Understand what life should feel like.

“Living on purpose” means doing what truly matters to you in alignment with your values and beliefs. I can’t tell you what that means for you, but you know it when you feel it — and when you don’t.

Stop searching outside yourself and tap into your calling within.

Trust yourself and forget what others think.

Feel the fear and take the first step anyway.

Rethink your to-do list.”

https://www.entrepreneur.com/living/7-steps-to-living-your-life-with-purpose/336600

5. “Living a life of purpose can motivate you to get up in the morning and put your full energy into your day. Having purpose in your life can help you feel as though your routines and habits are as meaningful and important as possible.

(Method 1 of 3) Following Your Passions and Setting Goals

  • Identify your passions
  • Integrate your passions into your everyday life
  • Set goals and work to achieve them.”

https://www.wikihow.life/Live-a-Life-of-Purpose

(The above co-authored by Sydney Axelrod)

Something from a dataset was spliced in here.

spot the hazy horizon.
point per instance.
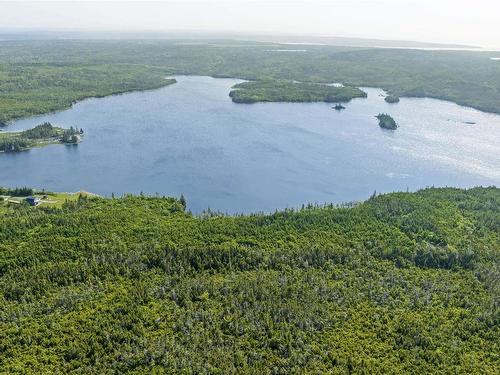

6. “Your job is to listen through the passion for the meaning, then infuse it into everything you do.

Meaning makes patience of pain, gratitude of sorrow, cheerfulness of change, and is the key to lasting joy. As C.S. Lewis describes it, ‘It comes the very moment you wake up each morning. All your wishes and hopes for the day rush at you like wild animals. And the first job each morning consists in shoving them all back; in listening to that other voice, taking that other point of view, letting that other, larger, stronger, quieter life come flowing in’ ”.

7. From Rick Warren’s website: https://www.purposedriven.com/

“Why are you here on earth? What’s the purpose of your life? Ask your Creator.

What is the Center of your life? The greatest commandment is to love God with all your heart, your mind, your soul, and your strength.

You can’t fulfill your purpose by yourself. You must be connected to a community.

What is your contribution to this world? The second greatest commandment is to love your neighbor as you love yourself. Compare how much time/effort you spend on yourself compared to time/effort you spend on others.”

And last…a handful of related quotes. I include the source of the first quote, but you’ll have to go to the reference website below to learn the source of the other quotes:

“True happiness… is not attained through self-gratification, but through fidelity to a worthy purpose.” ―Helen Keller

“Musicians must make music, artists must paint, poets must write if they are ultimately to be at peace with themselves. What humans can be, they must be.”

“The best way to lengthen out our days is to walk steadily and with a purpose.”

“To begin to think with purpose, is to enter the ranks of those strong ones who only recognize failure as one of the pathways to attainment.”

“The heart of human excellence often begins to beat when you discover a pursuit that absorbs you, frees you, challenges you, or gives you a sense of meaning, joy, or passion.”

“It’s not enough to have lived. We should be determined to live for something.”

“The mystery of human existence lies not in just staying alive, but in finding something to live for.”

https://www.success.com/17-inspiring-quotes-to-help-you-live-a-life-of-purpose/

This is really just an introduction, something to get you thinking. Would be glad to hear thoughts on the subject.